The service actively considers how changes in technology and future innovation may affect risk. For example, the service has invested in a new centralised system to record the competencies of all its staff in the same place to make it easier to monitor such things as training records. It also seeks to exploit opportunities to improve efficiency and effectiveness presented by changes in technology.
The service had identified that various elements of its technology were being procured and managed by separate departments. The ‘One ICT’ programme brought all systems together under central management of the service’s ICT team to improve efficiency.
The service is aware of several inefficient paper-based systems, such as recording of safe and well visits, and is investing in electronic solutions to improve their efficiency.
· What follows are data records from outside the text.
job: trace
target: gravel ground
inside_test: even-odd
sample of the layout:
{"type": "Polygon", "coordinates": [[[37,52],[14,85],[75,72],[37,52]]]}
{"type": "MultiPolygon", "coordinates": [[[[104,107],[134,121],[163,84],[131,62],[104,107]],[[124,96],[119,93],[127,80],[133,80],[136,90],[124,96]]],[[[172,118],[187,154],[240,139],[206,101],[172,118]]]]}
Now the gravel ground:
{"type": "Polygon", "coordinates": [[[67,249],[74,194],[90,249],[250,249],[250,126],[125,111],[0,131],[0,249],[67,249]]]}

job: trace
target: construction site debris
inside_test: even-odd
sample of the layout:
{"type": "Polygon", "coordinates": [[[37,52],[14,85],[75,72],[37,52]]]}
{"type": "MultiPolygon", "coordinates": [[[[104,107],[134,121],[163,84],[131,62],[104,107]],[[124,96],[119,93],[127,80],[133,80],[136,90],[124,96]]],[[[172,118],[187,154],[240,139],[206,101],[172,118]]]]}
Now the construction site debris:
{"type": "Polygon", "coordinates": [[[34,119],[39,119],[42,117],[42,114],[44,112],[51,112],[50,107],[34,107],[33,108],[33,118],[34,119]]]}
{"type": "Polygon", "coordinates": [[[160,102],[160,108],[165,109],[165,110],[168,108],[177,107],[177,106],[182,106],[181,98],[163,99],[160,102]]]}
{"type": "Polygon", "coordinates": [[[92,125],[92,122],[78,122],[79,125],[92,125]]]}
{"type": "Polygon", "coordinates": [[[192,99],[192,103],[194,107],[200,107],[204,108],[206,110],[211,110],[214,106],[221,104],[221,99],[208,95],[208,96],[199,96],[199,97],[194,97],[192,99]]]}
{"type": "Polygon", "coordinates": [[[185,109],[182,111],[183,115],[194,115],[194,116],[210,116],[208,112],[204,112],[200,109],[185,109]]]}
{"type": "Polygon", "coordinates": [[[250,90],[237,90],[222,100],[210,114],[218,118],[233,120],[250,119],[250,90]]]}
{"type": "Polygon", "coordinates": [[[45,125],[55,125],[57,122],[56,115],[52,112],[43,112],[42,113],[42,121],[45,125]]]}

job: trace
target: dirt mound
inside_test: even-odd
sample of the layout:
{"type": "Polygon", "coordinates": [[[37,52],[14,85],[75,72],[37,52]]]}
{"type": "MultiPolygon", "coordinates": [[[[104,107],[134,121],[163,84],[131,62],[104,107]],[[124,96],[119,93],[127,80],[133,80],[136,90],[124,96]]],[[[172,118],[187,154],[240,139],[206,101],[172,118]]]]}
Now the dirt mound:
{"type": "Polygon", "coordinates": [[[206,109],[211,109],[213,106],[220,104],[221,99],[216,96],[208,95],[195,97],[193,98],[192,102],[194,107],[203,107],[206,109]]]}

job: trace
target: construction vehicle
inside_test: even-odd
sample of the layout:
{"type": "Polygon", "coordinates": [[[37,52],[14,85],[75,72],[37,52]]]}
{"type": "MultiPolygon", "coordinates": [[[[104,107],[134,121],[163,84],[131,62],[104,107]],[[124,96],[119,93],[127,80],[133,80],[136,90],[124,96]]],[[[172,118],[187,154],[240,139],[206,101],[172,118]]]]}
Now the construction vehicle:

The service is good at generating additional income
The service actively considers and exploits opportunities for generating extra income. It generates over £1.4m in revenue through the shared use of its premises. The service told us that feed-in payments from electricity produced by solar panels installed by the service generates £100,000 per annum. Other work such as providing fleet maintenance to other fire and rescue services also brings in additional income. Where appropriate, it has secured external funding to invest in improvements to the service provided to the public. This includes £396,000 to support its work to meet the requirements arising from the Grenfell tower Inquiry Phase 1 recommendations.
We were pleased to find the service has made significant improvements in relation to its trading company 3SFire. This is now a community interest company that follows the Grant Thornton model for fire service trading companies. 3SFire’s performance is reviewed regularly to ensure it provides value for money and meets legislative requirements. This also makes sure that 3SFire’s trading activity doesn’t conflict with the public service duties of the service.
3SFire staff spoke about the challenges the pandemic posed to their trading activity. Despite returning a limited surplus from its trading activities in 2020/21, there are clear plans in place to increase trading activity.